A company that has been operating for less than a year, employs just thirteen people, and has never appeared on a technology industry ranking of any kind raised $98 million from some of the most respected names in venture capital on Tuesday. The amount it raised matters less than the problem it is trying to solve, and that problem is one that companies of every size are now scrambling to get under control.
Engram, founded in October last year by Dan Biderman and his wife Natalie, builds software that helps organisations dramatically reduce the amount they spend when running large computer programmes that process text, answer questions or handle complex tasks. The funding round was led by General Catalyst and included Kleiner Perkins, Sequoia and Andrej Karpathy, a co-founder of OpenAI who left to pursue independent research.
The investor group is significant. These are firms and individuals that have backed some of the most consequential technology companies of the past two decades. Their willingness to put nearly $100 million into a company with fewer staff than most small restaurants reflects the scale of the underlying problem.
To understand what Engram does, it helps to understand how large language programmes charge for their services. Rather than billing by the hour or by the question, these programmes measure usage in units called tokens, which correspond roughly to fragments of words. Every time a company uses one of these programmes to do something, it sends a package of context, instructions and background information along with its request. The bigger that package, the more tokens are consumed and the higher the bill. For a company running thousands of such requests every day, those costs add up with remarkable speed. Several large organisations have begun restricting how much their staff can use these tools precisely because the bills have become difficult to justify.

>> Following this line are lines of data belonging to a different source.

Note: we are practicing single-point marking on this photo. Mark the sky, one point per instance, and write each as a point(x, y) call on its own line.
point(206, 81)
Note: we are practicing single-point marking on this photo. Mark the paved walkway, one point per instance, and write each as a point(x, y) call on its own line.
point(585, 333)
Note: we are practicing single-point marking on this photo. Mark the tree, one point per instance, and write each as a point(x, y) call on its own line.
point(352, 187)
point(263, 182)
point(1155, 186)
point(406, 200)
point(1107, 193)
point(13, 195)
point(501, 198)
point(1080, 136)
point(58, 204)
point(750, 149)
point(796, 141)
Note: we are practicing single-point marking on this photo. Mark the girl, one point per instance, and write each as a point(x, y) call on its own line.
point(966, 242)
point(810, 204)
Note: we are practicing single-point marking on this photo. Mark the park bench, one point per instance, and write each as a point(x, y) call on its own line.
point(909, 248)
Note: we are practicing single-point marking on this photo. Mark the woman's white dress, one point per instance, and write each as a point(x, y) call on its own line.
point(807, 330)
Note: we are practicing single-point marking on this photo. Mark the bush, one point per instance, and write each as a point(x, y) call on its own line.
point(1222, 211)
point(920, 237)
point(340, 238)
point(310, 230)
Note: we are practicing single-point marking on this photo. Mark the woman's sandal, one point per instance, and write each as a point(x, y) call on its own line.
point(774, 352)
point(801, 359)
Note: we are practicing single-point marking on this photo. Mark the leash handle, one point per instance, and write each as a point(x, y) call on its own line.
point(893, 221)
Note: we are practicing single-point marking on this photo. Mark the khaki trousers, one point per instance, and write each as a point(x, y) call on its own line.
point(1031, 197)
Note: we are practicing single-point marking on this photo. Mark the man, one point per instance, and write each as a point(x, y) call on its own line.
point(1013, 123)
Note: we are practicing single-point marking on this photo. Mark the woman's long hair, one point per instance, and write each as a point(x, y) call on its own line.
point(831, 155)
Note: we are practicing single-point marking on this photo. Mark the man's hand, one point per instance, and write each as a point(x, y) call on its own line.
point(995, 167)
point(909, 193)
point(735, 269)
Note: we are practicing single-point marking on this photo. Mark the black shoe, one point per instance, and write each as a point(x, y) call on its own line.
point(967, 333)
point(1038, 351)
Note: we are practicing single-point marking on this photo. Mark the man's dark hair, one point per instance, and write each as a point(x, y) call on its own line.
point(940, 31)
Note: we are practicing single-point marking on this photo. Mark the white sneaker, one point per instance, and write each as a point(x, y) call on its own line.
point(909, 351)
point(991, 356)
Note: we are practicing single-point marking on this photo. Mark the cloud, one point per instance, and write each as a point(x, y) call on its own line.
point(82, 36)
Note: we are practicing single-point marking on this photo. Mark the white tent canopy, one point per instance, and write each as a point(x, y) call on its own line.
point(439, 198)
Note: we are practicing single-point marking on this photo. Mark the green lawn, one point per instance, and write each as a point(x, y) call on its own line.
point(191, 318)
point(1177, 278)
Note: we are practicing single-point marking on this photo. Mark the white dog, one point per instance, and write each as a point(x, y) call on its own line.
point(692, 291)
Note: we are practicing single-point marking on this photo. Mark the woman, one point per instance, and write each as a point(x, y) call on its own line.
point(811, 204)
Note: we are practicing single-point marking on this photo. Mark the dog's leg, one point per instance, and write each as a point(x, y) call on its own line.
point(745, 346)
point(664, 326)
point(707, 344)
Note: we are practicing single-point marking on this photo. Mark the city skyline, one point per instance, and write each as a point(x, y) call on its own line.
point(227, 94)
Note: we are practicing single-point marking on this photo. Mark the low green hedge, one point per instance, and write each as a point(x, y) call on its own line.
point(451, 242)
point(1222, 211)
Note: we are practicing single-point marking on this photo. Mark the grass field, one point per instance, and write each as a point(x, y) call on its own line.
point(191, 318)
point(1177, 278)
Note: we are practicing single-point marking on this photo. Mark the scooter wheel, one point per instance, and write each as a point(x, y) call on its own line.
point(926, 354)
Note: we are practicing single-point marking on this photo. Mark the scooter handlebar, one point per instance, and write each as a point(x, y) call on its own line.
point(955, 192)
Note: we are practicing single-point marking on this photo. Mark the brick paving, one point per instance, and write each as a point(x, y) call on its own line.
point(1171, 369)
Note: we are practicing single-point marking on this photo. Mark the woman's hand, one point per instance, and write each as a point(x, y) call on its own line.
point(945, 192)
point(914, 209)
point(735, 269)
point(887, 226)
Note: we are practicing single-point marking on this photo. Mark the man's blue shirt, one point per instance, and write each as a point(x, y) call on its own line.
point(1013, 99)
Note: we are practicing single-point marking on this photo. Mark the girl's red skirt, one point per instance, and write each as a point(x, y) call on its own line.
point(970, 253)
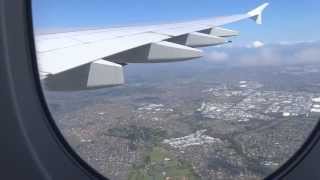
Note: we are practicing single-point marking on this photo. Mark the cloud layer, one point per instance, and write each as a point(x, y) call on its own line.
point(259, 54)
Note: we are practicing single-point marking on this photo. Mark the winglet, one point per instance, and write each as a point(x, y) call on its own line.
point(256, 14)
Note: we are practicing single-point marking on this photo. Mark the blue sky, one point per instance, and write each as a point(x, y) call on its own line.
point(284, 20)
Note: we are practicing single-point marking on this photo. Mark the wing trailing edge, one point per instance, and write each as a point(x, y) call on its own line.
point(256, 14)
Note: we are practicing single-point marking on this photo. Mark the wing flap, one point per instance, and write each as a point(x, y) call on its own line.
point(97, 74)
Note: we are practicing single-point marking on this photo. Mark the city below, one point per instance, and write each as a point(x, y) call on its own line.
point(192, 122)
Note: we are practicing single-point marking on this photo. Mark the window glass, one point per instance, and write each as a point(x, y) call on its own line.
point(117, 87)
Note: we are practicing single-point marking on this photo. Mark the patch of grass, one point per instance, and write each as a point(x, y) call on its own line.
point(159, 165)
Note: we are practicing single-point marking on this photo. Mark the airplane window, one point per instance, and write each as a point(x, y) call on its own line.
point(171, 90)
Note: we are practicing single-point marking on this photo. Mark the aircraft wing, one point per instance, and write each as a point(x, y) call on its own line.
point(94, 58)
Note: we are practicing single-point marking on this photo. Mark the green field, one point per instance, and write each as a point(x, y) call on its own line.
point(159, 164)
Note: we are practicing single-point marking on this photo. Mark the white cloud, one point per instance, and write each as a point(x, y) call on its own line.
point(217, 56)
point(256, 44)
point(259, 54)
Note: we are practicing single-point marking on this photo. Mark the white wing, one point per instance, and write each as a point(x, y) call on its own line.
point(91, 58)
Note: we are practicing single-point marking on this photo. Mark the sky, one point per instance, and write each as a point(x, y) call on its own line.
point(284, 20)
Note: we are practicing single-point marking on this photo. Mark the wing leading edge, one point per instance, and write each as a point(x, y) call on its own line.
point(92, 58)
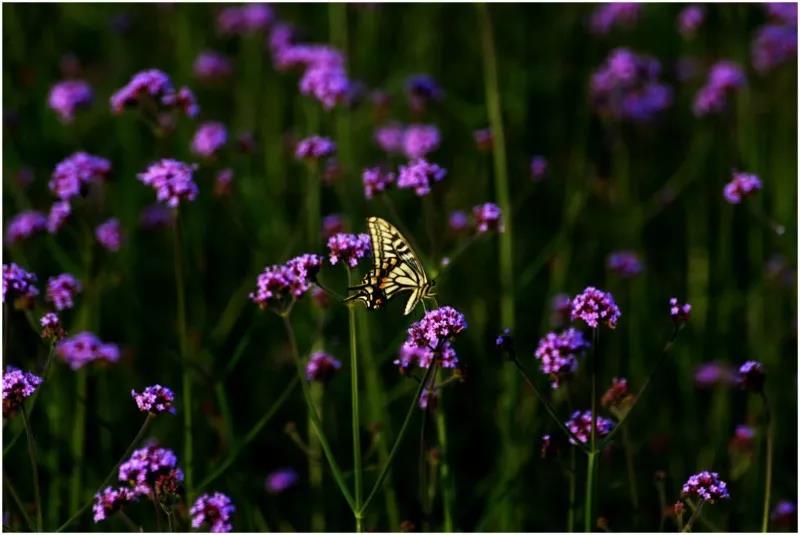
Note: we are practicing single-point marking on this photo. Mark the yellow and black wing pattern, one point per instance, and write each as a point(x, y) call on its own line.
point(395, 269)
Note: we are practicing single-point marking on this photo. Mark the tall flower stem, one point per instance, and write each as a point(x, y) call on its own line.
point(186, 379)
point(34, 468)
point(142, 430)
point(354, 402)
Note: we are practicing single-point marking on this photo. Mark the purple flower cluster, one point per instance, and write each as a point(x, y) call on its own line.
point(724, 78)
point(84, 348)
point(281, 480)
point(595, 307)
point(321, 366)
point(742, 185)
point(418, 175)
point(17, 387)
point(18, 283)
point(608, 16)
point(430, 338)
point(155, 399)
point(705, 486)
point(172, 180)
point(67, 96)
point(76, 172)
point(61, 290)
point(348, 248)
point(625, 264)
point(627, 86)
point(580, 425)
point(314, 148)
point(488, 217)
point(24, 225)
point(558, 354)
point(109, 234)
point(280, 283)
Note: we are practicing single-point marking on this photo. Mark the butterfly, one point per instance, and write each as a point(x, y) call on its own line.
point(395, 269)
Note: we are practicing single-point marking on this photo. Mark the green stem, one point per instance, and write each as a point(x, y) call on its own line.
point(34, 468)
point(142, 430)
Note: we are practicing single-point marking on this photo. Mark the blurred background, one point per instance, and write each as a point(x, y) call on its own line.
point(615, 181)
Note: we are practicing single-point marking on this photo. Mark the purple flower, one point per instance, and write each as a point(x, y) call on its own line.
point(724, 79)
point(84, 348)
point(349, 248)
point(419, 140)
point(61, 290)
point(742, 185)
point(606, 17)
point(558, 354)
point(595, 307)
point(626, 86)
point(18, 283)
point(109, 234)
point(17, 387)
point(625, 264)
point(580, 425)
point(418, 175)
point(314, 148)
point(155, 399)
point(690, 19)
point(211, 65)
point(321, 366)
point(376, 180)
point(24, 225)
point(69, 95)
point(751, 376)
point(75, 173)
point(280, 283)
point(705, 486)
point(109, 501)
point(172, 181)
point(488, 217)
point(281, 480)
point(390, 138)
point(209, 138)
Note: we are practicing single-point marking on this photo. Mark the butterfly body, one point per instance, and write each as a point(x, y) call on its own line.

Engram proposes that most of what gets sent in those packages is unnecessary. When a programme is asked to help with a task, it does not need to be fed every document, email and note that might conceivably be relevant. What it needs is the specific information that is actually relevant to that particular task, retrieved quickly and precisely. Engram builds what it describes as a memory layer, software that sits between the organisation and the large computing programme it uses, figures out what information that programme actually needs in any given moment, and sends only that. The company claims that in some cases this approach can reduce the number of tokens consumed by a factor of between ten and one hundred, while matching or exceeding the quality of results.
Dan Biderman arrived at this problem through an unusual route. His interest in memory began during childhood, when he spent time with his grandmother who had lost much of hers. He would try to help her recall facts about family members, an experience that stayed with him. He went on to complete a doctorate in computational neuroscience at Columbia University and later worked at a research laboratory at Stanford, where he began thinking about what he calls the genius stranger problem: the phenomenon of sophisticated computer programmes appearing remarkably capable while knowing almost nothing specific about the people or organisations using them. Adding background information can help bridge that gap, but loading in too much information at once creates its own problems and drives costs up further.
“We’re trying to go beyond note-taking and build a layer of intuition that humans have, and current models don’t,” Biderman told CNBC. That framing positions Engram not merely as a cost reduction tool but as an attempt to give large computing programmes a form of organisational common sense.
Early customers suggest the pitch is landing. Microsoft, the note-taking platform Notion and the legal technology company Harvey are all listed among Engram’s signed clients. For companies of that scale, even a modest reduction in computing costs would translate into savings of millions of dollars a year. An order of magnitude reduction, if Engram’s claims hold up at scale, would be transformative.
Leigh Marie Braswell, a partner at Kleiner Perkins, described the underlying market opportunity plainly: “There’s this explosion of data, explosion of cost. Engram comes in and basically maps out your organisation and offers orders of magnitude cheaper output.” One of the other investors, Nimrod Bahat, put it in similarly direct terms: “The growing adoption of software agents in 2026 makes it clear that the industry faces a real cost problem. Users want more capabilities, there is a genuine shortage of computing power, and tokens remain expensive.”
Biderman noted that the cost problem had not been acute when Engram first launched. At that point investors were drawn primarily by the founders’ academic credentials. It was only when newer, more capable programmes were released at the start of this year that token consumption jumped sharply across the industry. Suddenly efficiency, which had been a nice idea, became an urgent commercial priority. The timing has worked in Engram’s favour.
The company plans to use the fresh capital to hire additional engineers and expand the computing infrastructure it uses to train and run its own models. With a valuation of around $600 million on the back of a single funding round, and a customer list that includes some of the most recognisable names in technology, the stakes for delivering on those claims are now considerable.